Unsupervised deep learning for molecular dynamics simulations: a novel analysis of protein–ligand interactions in SARS-CoV-2 Mpro†
Abstract
Molecular dynamics (MD) simulations, which are central to drug discovery, offer detailed insights into protein–ligand interactions. However, analyzing large MD datasets remains a challenge. Current machine-learning solutions are predominantly supervised and have data labelling and standardisation issues.

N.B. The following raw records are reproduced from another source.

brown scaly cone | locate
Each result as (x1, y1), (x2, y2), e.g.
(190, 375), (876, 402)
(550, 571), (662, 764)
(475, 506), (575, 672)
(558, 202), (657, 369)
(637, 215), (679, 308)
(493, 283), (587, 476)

In this study, we adopted an unsupervised deep-learning framework, previously benchmarked for rigid proteins, to study the more flexible SARS-CoV-2 main protease (Mpro). We ran MD simulations of Mpro with various ligands and refined the data by focusing on binding-site residues and time frames in stable protein conformations. The optimal descriptor chosen was the distance between the residues and the center of the binding pocket. Using this approach, a local dynamic ensemble was generated and fed into our neural network to compute Wasserstein distances across system pairs, revealing ligand-induced conformational differences in Mpro. Dimensionality reduction yielded an embedding map that correlated ligand-induced dynamics and binding affinity. Notably, the high-affinity compounds showed pronounced effects on the protein's conformations. We also identified the key residues that contributed to these differences. Our findings emphasize the potential of combining unsupervised deep learning with MD simulations to extract valuable information and accelerate drug discovery.